Of course the Chancellor was once upon a time very keen on rebalancing – the problem was he thought it was easy, just a case of slashing corporation tax and getting the state out of the way. After this approach led to (cyclical) stagnation in 2010-2012 the plan was quietly dropped. Instead the Chancellor appears to have decided to return to a turbo charged version of the old growth model.
Another response would be to assume that the UK faces a shortage of aggregate demand and either though looser monetary policy or a fiscal stimulus seek to rectify this. This strategy would be vast improvement on what we currently have but by itself alone would not succeed. Growth might be faster but the pattern of that growth could all too easily resemble that of the pre-crisis period – consumption intensive, not reaching many in the middle and below and associated with rising household debt.
The third potential strategy would go beyond this. Alongside a capital spending intense stimulus it would seek a supply side revolution to use new institutions to combat the secular trend. Such a programme would aim less for recovery and more for national renewal it is essentially about taking the steps required to move us to a longer term, more inclusive model of growth, in short – a high wage, high productivity economy.

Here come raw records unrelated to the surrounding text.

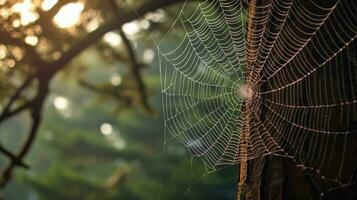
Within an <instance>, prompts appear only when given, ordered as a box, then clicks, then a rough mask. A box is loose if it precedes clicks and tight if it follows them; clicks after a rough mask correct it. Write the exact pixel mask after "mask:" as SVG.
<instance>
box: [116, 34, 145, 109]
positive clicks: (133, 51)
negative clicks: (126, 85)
mask: <svg viewBox="0 0 357 200" xmlns="http://www.w3.org/2000/svg"><path fill="white" fill-rule="evenodd" d="M119 34H120V37H121V38H122V40H123V42H124V45H125V47H126V50H127V52H128V54H129V58H130V62H131V73H132V75H133V76H134V79H135V82H136V84H137V89H138V92H139V94H140V100H141V103H142V104H143V106H144V108H145V109H146V110H147V111H148V112H152V109H151V107H150V105H149V102H148V97H147V93H146V88H145V84H144V81H143V78H142V76H141V68H142V65H141V64H140V63H138V61H137V59H136V56H135V52H134V49H133V48H132V46H131V43H130V40H129V39H128V38H127V37H126V35H125V33H124V32H123V30H122V29H120V30H119Z"/></svg>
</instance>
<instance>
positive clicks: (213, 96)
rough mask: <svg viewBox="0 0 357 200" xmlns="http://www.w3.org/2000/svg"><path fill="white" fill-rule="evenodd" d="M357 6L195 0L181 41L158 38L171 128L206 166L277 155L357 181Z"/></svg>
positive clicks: (221, 164)
mask: <svg viewBox="0 0 357 200" xmlns="http://www.w3.org/2000/svg"><path fill="white" fill-rule="evenodd" d="M193 8H194V9H193ZM186 10H187V12H186ZM356 13H357V1H350V0H341V1H336V2H331V1H322V0H321V1H312V0H311V1H298V0H295V1H291V0H264V1H258V0H252V1H236V0H214V1H212V0H211V1H205V2H199V3H197V4H187V5H186V7H185V8H183V11H182V12H180V15H179V16H178V19H179V20H178V24H177V25H180V26H182V27H183V28H184V30H185V35H184V37H183V38H182V40H181V43H180V44H179V45H177V47H176V48H175V49H173V50H164V47H161V46H159V59H160V72H161V87H162V99H163V109H164V118H165V128H166V130H167V131H168V132H170V133H171V135H172V138H176V139H178V140H179V141H180V142H182V143H183V144H184V145H185V146H186V147H187V148H188V150H189V151H190V152H191V154H192V155H193V156H196V157H200V158H202V159H203V160H204V161H205V164H206V168H207V170H208V171H212V170H213V171H214V170H215V169H217V168H218V167H220V166H224V165H232V164H237V163H240V162H243V161H247V160H249V159H254V158H257V157H261V156H264V155H269V154H273V155H279V156H284V157H289V158H292V159H294V160H295V161H296V163H297V164H298V165H299V166H301V167H303V168H306V169H311V170H312V171H314V172H315V173H316V174H318V175H319V176H320V177H322V178H323V179H327V180H333V181H335V182H339V183H350V182H351V181H352V176H351V174H353V173H354V171H355V166H356V160H357V159H356V148H355V146H356V144H357V140H356V129H357V127H356V120H357V116H356V113H357V105H356V104H357V68H356V63H357V59H356V53H357V52H356V44H357V43H356V40H355V38H356V36H357V15H356Z"/></svg>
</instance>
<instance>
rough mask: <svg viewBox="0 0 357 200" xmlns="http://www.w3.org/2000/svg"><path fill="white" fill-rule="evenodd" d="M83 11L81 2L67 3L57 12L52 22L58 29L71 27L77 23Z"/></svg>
mask: <svg viewBox="0 0 357 200" xmlns="http://www.w3.org/2000/svg"><path fill="white" fill-rule="evenodd" d="M83 9H84V5H83V3H81V2H76V3H68V4H66V5H64V6H63V7H62V8H61V9H60V10H59V11H58V13H57V15H56V16H55V17H54V19H53V20H54V22H55V23H56V24H57V26H58V27H60V28H70V27H73V26H75V25H77V24H78V23H79V21H80V17H81V12H82V11H83Z"/></svg>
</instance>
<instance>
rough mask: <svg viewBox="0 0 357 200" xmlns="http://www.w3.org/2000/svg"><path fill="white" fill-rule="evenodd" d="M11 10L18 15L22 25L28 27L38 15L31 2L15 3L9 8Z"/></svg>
mask: <svg viewBox="0 0 357 200" xmlns="http://www.w3.org/2000/svg"><path fill="white" fill-rule="evenodd" d="M11 10H12V11H13V12H14V13H18V14H19V15H20V22H21V24H22V25H28V24H30V23H32V22H34V21H36V20H37V19H38V14H37V13H36V12H35V5H34V4H33V3H32V1H31V0H24V1H23V2H21V3H16V4H15V5H13V6H12V7H11Z"/></svg>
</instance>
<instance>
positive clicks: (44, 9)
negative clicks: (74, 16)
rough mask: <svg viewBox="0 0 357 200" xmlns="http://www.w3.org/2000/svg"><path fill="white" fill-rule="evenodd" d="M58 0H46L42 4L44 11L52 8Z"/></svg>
mask: <svg viewBox="0 0 357 200" xmlns="http://www.w3.org/2000/svg"><path fill="white" fill-rule="evenodd" d="M57 2H58V0H44V1H43V2H42V4H41V8H42V10H44V11H48V10H50V9H51V8H52V7H53V6H54V5H56V3H57Z"/></svg>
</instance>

This outcome is not achievable through the pulling of monetary and fiscal levers alone. It’s not just a case of putting a foot on the accelerator but off taking up the bonnet and fixing the engine. This is what a progressive supply side policy should be aiming to achieve – looking at factors such as the banking system, corporate governance, training systems, industrial policy and the investment share of the economy. All of these factors determine the institutional framework of our economy and explain a great deal about the kind of growth we get and how it is distributed. All of these factors can be changed through political action.
The OBR thinks this is a cyclical upturn, it may well decide in the fullness of time that the picture is structurally better than it currently assumes but what we really need is the start of a process of reversing secular trends. That requires serious economic reform.